Basis der GPS-Lokalisierung die Kontaktdaten des zuständigen Ansprechpartners, der

Polizeidienststelle oder des Jagdrevier-Inhabers.

Natürlich könne man schlecht messen, wie viele Wildunfälle durch die App verhindert würden, sagt Weinzierl. "Aber uns schreiben immer wieder Autofahrer, die sich bedanken." Im Landkreis Bad Kissingen sind die Wildunfälle tatsächlich um sechs Prozent zurückgegangen, bestätigt Polizeihauptkommissar Lothar Manger, Verkehrsfachmann bei der Polizeiinspektion Bad Kissingen. Waren es im Jahr 2017 noch 1142, wurde für 2018 insgesamt 1050 registriert. "Das sind immer noch sehr viele Wildunfälle, jeden Tag fast drei", sagt der Sachbearbeiter. Er selbst glaube nicht, "dass die App bei uns funktioniert". Ihm seien Stellen, zum Beispiel zwischen Oerlenbach und Bad Kissingen bekannt, wo viel Wildwechsel ist, aber wenig Unfälle geschehen. Da zeige die App dann auch nichts an. "Die App macht nur dort Sinn, wo sie auch bedient wird", meint er.

Es gebe jedoch einige Versuche, Wildunfälle zu verhindern. Zum Beispiel verwende die Landwirtschaft Duftzäune, um Wildschweinrotten von Maisfeldern fern zu halten, so Manger. Und inzwischen werden auch blaue Reflektoren verwendet, weil festgestellt wurde, dass Wild das blaue Licht abschreckt. Neueste wissenschaftliche Studien hätte jedoch ergeben, dass auch das nicht funktioniert. Die Reflektoren seien höchstens eine Warnung für den Autofahrer.

Hans-Peter Donislreiter von der Unteren Jagdbehörde hat die Wuidi-App zwar schon seit geraumer Zeit, nutzt sie allerdings nicht regelmäßig. "Bei mir hat sie noch nie angeschlagen", sagt er auf Nachfrage. Er achte allerdings auf leuchtende Augen am Straßenrand und Vorsicht sollte natürlich jeder walten lassen, mit oder ohne App. Darüber hinaus weisen auch Verkehrsschilder auf Gefahrenstellen für Wildwechsel hin. Er habe selbst noch nie einen Wildunfall gehabt.

Sein Kollege Klaus Plescher dagegen schon. Zum Unfallzeitpunkt hatte er die App allerdings noch nicht. Er habe einfach die Polizei informiert, die eine Liste von zuständigen Jagdpächtern hat.
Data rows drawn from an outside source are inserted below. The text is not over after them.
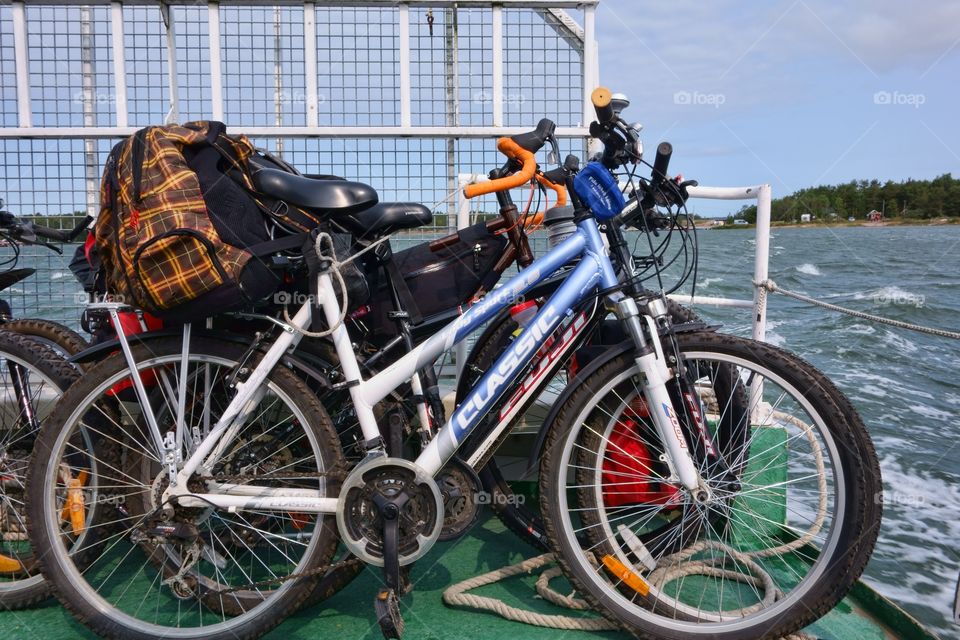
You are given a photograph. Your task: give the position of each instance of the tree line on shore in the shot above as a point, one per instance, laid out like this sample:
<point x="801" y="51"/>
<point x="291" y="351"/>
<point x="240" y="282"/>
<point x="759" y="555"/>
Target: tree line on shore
<point x="919" y="199"/>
Die Wildwarner-App hat er sich erst vor ein paar Tagen heruntergeladen und "ich wurde bisher immer nur über die Freisprecheinrichtung des Autos informiert, dass der Wildwarner aktiv ist, mehr nicht".

5000 Wildunfälle gemeldet

Nichtsdestotrotz trägt die Initiative Wuidi mit Partnern wie Behörden, Verbänden, der Polizei und Fahrschulen zur Erhöhung der Sicherheit auf den Straßen bei und verhilft im Falle eines Wildunfalls zu einer effizienten Abwicklung des Vorgangs. Dafür ist sie auch bereits mehrfach ausgezeichnet worden.

Inzwischen werden etwa 5000 Wildunfälle pro Jahr gemeldet, meist von Jägern. Weil es aus einigen Ecken des Landes noch gar keine Meldungen gibt, werden inzwischen auch die Bürger um Mithilfe gebeten. Unter www.wuidi.com pflegt der Jäger oder auch Autofahrer Gefahren-Abschnitte mit erhöhtem Wildwechsel ein, je mehr das machen, desto besser. Diese werden analysiert und dem Verkehrsteilnehmer in der Wildwarner App bereitgestellt.